Answer: (i) \(\frac{3\sqrt{3}}{2}\)

(ii) \(6\)

We have \(x=2\sin 2t\) and \(y=3\cos 2t\).

Differentiate with respect to \(t\): \(\frac{dx}{dt}=4\cos 2t\) and \(\frac{dy}{dt}=-6\sin 2t\).

So

\(\frac{dy}{dx}=\frac{\frac{dy}{dt}}{\frac{dx}{dt}}=\frac{-6\sin 2t}{4\cos 2t}=-\frac{3}{2}\tan 2t\).

At \(t=\frac{\pi}{3}\), we have \(2t=\frac{2\pi}{3}\) and \(\tan\left(\frac{2\pi}{3}\right)=-\sqrt{3}\). Hence

\(\frac{dy}{dx}=-\frac{3}{2}(-\sqrt{3})=\frac{3\sqrt{3}}{2}\).

For the second derivative, differentiate \(\frac{dy}{dx}=-\frac{3}{2}\tan 2t\) with respect to \(t\):

\(\frac{d}{dt}\left(\frac{dy}{dx}\right)=-\frac{3}{2}\cdot 2\sec^2 2t=-3\sec^2 2t\).

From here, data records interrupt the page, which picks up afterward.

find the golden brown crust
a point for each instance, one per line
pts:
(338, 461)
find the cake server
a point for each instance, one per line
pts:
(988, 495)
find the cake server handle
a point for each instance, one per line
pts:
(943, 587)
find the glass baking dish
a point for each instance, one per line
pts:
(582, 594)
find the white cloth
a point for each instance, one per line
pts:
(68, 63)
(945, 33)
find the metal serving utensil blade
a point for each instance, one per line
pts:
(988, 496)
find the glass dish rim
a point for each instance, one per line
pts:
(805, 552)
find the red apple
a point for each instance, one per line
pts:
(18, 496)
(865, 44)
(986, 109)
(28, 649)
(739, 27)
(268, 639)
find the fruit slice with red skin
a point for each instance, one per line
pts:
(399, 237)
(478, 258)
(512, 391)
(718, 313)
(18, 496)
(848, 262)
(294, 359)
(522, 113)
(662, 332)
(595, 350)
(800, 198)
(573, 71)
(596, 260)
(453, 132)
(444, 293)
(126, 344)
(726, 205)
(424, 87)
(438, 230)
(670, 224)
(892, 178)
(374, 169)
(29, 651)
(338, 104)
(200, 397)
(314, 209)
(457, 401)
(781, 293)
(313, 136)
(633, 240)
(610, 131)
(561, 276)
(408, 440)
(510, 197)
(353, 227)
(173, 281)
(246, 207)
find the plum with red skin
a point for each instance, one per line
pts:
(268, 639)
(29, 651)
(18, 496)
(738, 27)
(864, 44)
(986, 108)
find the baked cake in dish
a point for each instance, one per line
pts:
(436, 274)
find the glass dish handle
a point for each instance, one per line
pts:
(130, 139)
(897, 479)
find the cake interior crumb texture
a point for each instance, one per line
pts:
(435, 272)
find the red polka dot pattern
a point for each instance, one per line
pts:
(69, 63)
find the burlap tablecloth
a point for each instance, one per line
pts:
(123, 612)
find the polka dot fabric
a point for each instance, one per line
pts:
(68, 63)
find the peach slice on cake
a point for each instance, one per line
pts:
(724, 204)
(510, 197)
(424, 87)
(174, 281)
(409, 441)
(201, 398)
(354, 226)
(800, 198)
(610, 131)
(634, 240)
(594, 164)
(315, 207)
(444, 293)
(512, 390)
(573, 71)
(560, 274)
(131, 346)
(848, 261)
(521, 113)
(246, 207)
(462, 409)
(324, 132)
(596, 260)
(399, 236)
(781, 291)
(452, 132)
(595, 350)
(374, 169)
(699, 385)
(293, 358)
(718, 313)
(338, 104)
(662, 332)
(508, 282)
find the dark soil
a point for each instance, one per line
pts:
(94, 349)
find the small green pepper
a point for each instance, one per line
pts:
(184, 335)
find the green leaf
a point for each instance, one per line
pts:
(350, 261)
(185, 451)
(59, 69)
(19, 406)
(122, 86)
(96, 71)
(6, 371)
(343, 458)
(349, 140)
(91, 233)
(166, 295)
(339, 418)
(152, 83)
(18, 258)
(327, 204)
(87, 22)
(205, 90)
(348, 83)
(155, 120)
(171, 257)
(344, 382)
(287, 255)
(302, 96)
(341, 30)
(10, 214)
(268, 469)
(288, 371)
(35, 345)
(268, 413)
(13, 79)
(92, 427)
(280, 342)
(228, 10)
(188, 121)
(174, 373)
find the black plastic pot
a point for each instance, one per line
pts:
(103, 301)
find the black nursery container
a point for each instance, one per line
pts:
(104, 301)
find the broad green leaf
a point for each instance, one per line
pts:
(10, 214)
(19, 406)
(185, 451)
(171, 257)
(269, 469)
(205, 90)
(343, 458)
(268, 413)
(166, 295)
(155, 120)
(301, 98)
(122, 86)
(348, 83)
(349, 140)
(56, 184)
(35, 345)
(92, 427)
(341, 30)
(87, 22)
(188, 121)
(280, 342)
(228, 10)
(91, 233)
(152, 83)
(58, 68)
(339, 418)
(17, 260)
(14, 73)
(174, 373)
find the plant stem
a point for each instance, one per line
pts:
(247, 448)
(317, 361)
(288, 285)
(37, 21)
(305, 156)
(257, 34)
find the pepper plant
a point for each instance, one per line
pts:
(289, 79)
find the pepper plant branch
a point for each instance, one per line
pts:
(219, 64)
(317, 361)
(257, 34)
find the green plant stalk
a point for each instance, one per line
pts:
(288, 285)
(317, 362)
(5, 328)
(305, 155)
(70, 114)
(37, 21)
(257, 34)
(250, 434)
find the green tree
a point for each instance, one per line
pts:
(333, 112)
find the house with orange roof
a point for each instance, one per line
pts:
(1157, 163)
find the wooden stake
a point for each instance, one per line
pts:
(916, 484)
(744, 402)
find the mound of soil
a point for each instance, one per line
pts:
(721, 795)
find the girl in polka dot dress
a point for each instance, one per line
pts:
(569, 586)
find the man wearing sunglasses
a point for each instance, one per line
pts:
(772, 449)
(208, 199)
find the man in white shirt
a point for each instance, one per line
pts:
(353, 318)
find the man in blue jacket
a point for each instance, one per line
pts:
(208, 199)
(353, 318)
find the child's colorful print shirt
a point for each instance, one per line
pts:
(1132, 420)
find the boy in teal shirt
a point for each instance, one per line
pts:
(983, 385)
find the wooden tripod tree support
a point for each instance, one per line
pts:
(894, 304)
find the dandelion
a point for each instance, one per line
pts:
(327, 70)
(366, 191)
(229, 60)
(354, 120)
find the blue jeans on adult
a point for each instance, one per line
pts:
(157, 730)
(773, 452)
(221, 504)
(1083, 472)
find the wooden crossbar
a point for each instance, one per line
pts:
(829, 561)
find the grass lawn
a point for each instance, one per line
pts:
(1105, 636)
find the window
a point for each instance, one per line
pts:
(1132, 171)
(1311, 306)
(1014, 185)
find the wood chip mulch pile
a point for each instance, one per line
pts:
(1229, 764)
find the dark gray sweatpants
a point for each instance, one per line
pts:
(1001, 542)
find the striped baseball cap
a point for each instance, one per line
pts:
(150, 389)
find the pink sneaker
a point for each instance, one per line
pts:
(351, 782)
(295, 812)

Also, \(\frac{dt}{dx}=\frac{1}{dx/dt}=\frac{1}{4\cos 2t}=\frac{1}{4}\sec 2t\).

Therefore

\(\frac{d^2y}{dx^2}=\frac{d}{dt}\left(\frac{dy}{dx}\right)\frac{dt}{dx}=-3\sec^2 2t\cdot \frac{1}{4}\sec 2t=-\frac{3}{4}\sec^3 2t\).

When \(t=\frac{\pi}{3}\), \(\cos\left(\frac{2\pi}{3}\right)=-\frac{1}{2}\), so \(\sec\left(\frac{2\pi}{3}\right)=-2\). Thus

\(\frac{d^2y}{dx^2}=-\frac{3}{4}(-2)^3=6\).